Based on your code snippet it seems self.weights is an int and will not be trained, so I’m unsure how the masking is performed as it seems you are scaling the activation instead.
If you would like to train the self.weights parameter, create it as an nn.Parameter and pass it to the optimizer.
The problem is that if I train the model setting new_mask = torch.zeros(1, 69) the loss is actually decreasing. Instead should not as all the features are zeroed, correct me if I am wrong.
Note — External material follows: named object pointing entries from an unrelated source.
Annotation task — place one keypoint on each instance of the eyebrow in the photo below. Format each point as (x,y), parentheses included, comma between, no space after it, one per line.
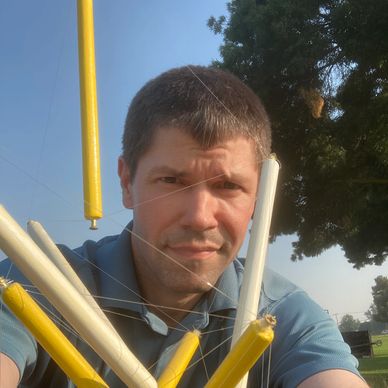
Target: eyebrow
(168,170)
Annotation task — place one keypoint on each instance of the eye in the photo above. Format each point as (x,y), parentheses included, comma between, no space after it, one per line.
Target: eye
(169,179)
(230,185)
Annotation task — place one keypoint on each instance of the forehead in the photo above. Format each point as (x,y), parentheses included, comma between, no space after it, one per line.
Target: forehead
(175,148)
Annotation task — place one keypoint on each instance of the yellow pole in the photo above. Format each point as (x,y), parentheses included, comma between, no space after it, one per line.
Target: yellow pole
(244,354)
(89,114)
(49,336)
(179,361)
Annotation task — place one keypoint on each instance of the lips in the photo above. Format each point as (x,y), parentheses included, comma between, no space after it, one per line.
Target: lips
(192,251)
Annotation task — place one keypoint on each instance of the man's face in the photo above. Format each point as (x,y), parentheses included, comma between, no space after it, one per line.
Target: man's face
(192,206)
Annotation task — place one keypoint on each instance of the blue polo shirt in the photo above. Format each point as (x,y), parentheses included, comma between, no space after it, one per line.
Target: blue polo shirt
(307,340)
I just took new_mask outside to change it at convenience the original code was:
class DropFeatures(nn.Module):
def __init__(self, input_dim, *kargs, **kwargs):
super(DropFeatures, self).__init__()
self.weights = torch.zeros(1, input_dim)
def forward(self, x):
return (x * self.weights)
class drop_logit(nn.Module):
def __init__(self, input_dim, output_dim):
super(drop_logit, self).__init__()
self.drop = DropFeatures(input_dim)
self.fc1 = nn.Linear(input_dim, 1)
self.fc2 = nn.Sigmoid()
def forward(self, x):
x = self.drop(x)
x = self.fc1(x)
x = self.fc2(x)
return x
model = drop_logit(input_dim = 69, output_dim = 1)
I do not see why you are telling me that self.weights is an int when if I print it is a tensor. Of course in this example all features are zeroed so I expect the loss to not decrease.